Patient handoffs, both within hospitals and elsewhere, are often subject to errors. A 2005 Joint Commission analysis found that 70% of events which resulted in a patient’s death or serious physical/psychological injury were caused by communication breakdowns, half of which occurred during patient handoffs. Lee Ann Runy [1] writes that The key effective handoffs is to implement processes that clearly define the transfer of responsibility from one caregiver to another, standardize the communication process, and allow for an interactive exchange between the parties involved. The common denominator should always be the patient. Various tools and techniques can be implemented to streamline the handoff process and establish standardised communications. Structured tools e.g. mnemonics, templates or checklists can help to ensure that information is not lost during the handoff, and lead to a timely, accurate exchange of information.
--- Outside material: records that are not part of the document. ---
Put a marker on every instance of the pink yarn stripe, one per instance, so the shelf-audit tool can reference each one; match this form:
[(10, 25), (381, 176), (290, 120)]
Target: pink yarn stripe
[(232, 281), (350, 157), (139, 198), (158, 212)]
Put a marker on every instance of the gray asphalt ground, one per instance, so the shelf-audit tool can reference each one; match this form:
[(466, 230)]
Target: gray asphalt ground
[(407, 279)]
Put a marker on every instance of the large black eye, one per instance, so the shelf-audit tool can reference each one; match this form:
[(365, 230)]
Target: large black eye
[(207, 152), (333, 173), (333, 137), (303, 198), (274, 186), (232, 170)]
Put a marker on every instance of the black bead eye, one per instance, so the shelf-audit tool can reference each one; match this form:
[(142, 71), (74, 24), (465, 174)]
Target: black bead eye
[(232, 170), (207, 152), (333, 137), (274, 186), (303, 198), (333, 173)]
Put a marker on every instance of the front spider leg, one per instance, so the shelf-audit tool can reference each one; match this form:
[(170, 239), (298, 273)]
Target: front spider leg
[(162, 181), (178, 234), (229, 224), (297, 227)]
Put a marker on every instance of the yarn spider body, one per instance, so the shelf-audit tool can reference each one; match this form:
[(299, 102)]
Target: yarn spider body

The following are 10 tips for effective patient handoffs: [1]
- Ensure face-to-face patient handoffs whenever possible
- Ensure two-way communication during the handoff process
- Allow as much time as necessary for handoffs
- Use both verbal and written means of communication
- Conduct handoffs at the patient bedside whenever possible. Involve patients and families in the handoff process. Provide clear information at discharge
- Involve staff in the development of handoff standards
- Incorporate communication techniques, such as the SBAR mnemonic (Situation-Background-Assessment-Recommendation), and require a verification process to ensure that information is both received and understood
- In addition to information exchange, handoffs should clearly outline the transfer of patient responsibility from one provider to another
- Use available technology, such as electronic medical records, to streamline the exchange of timely, accurate information
- Monitor use and effectiveness of the handoff and seek ongoing feedback from staff members.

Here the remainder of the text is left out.